An out-of-hours Sheffield agency doctor who was jailed for manslaughter after failing to realise his patient had a life-threatening diabetic condition has lost an appeal against his prison sentence.
Andrew Fellows, aged 42, was found dead in bed at his parents’ house in Handsworth, hours after he was visited by 64-year-old Bala Subrahmanyam Kovvali.
The doctor, who left the country afterwards and was extradited from the USA, pleaded guilty to manslaughter and was jailed for two-and-a-half years at Sheffield Crown Court in February.
He appealed against his sentence but judges in London threw out his case, saying he could have saved Mr Fellows’ life by performing simple tests and sending him to hospital.

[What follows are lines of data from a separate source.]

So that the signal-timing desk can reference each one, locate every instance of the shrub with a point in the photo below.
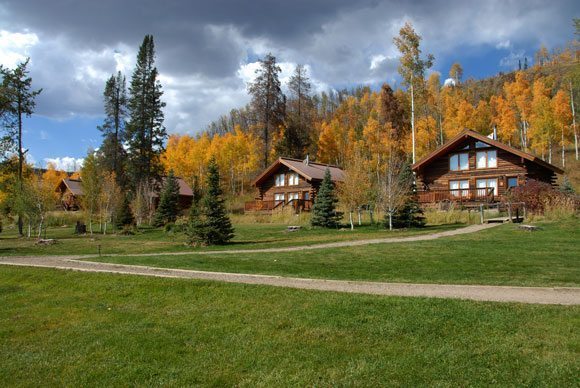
(541, 197)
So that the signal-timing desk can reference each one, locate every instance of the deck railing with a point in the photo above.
(457, 195)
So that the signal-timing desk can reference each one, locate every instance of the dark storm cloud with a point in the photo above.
(202, 46)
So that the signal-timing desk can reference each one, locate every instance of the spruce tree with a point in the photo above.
(324, 209)
(212, 225)
(168, 202)
(410, 214)
(125, 217)
(145, 133)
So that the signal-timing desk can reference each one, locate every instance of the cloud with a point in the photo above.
(208, 51)
(65, 163)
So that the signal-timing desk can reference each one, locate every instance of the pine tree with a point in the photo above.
(145, 132)
(267, 101)
(112, 154)
(324, 209)
(410, 214)
(125, 217)
(17, 101)
(168, 202)
(212, 226)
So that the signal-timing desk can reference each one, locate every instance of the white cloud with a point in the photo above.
(505, 44)
(65, 163)
(15, 47)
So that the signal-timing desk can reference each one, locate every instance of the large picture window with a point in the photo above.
(292, 179)
(459, 188)
(486, 159)
(484, 186)
(279, 198)
(459, 162)
(280, 180)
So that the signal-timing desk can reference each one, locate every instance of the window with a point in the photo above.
(486, 159)
(292, 179)
(459, 188)
(484, 186)
(459, 162)
(279, 198)
(280, 180)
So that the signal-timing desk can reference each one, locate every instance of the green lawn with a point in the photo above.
(62, 328)
(504, 255)
(248, 236)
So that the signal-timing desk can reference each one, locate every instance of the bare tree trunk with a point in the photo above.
(413, 119)
(574, 120)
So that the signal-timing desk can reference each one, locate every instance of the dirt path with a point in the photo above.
(536, 295)
(339, 244)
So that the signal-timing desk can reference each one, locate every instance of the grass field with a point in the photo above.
(148, 240)
(77, 329)
(504, 255)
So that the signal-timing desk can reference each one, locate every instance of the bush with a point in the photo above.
(541, 198)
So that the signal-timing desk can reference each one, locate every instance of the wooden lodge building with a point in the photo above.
(474, 168)
(290, 182)
(70, 192)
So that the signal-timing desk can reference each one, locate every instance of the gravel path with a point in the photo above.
(340, 244)
(536, 295)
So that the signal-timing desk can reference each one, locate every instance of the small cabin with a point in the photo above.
(474, 168)
(290, 182)
(70, 192)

The Court of Appeal heard Mr Fellows’ mum called for a doctor because her son was drinking huge amounts of water, mumbling, muddled and breathing erratically.
Kovvali visited him at home and diagnosed depression. The following morning Mr Fellows was found dead.
Reports compiled afterwards described the doctor’s actions as ‘appalling’ and a ‘gross breach of duty’.
His lawyers argued the two-and-a-half year sentence was too long, but, rejecting the appeal, Mr Justice Griffith Williams said: “As a very experienced medical practitioner of many years standing, in our judgment he would have realised his treatment of this patient fell so far below the accepted standards that it can properly be categorised as grossly negligent.
“A blood sugar test was the obvious step and would have taken minutes. The risk of death was obviously foreseeable if no steps were taken.”